Los empresarios son importantes, sí, pero lejos están de serlo todo. Nadie les dio una patente para que sus deseos se conviertan en ley. Igual el resto de la sociedad, los obreros, que son la contraparte, los campesinos, clases medias, académicos, en fin, todos. Aquéllos tienen sin duda el peso del capital que es una relación social, y estos últimos la fuerza del número en una democracia real, con cauces institucionales, medibles, confiables y apegados a la Constitución y sus leyes. Con esto quiero decir que el muro berlinés se cayó para todos y con él la política de adversarios, y eso obliga hoy, con urgencia, a repensar y construir una nueva democracia que necesitamos para convertirnos en el gran país que es posible.

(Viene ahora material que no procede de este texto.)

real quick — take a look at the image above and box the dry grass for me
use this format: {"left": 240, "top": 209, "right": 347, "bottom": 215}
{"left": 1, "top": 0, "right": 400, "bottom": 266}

Poco tiempo le queda a López Obrador aún para convertirse en el estadista que el país necesita; descreo que lo aproveche. Considero válidas las palabras del periodista Jorge Zepeda Patterson, quien nos dice que “en López Obrador hay un estadista permanentemente boicoteado por el luchador martirizado que lleva dentro”. Y comparto su pregunta: “¿Por qué hacerlo tan difícil, pudiendo hacerlo más fácil?”.
Cuando se caen los muros brota el arte de la política.
Pasada la pandemia y la escaramuza electoral, una nueva Constitución, plenamente humanista y realistas, sin tanta demagogia. Además régimen parlamentario, que el sucesor de López Obrador sea del signo político que fuere, sea el último de un régimen Presidencialisfa. A Dios gracias por la vida, la salud y la ya cercana libertad, nunca más el interés de los menos sobre los más y el desprecio de los más respecto de los menos.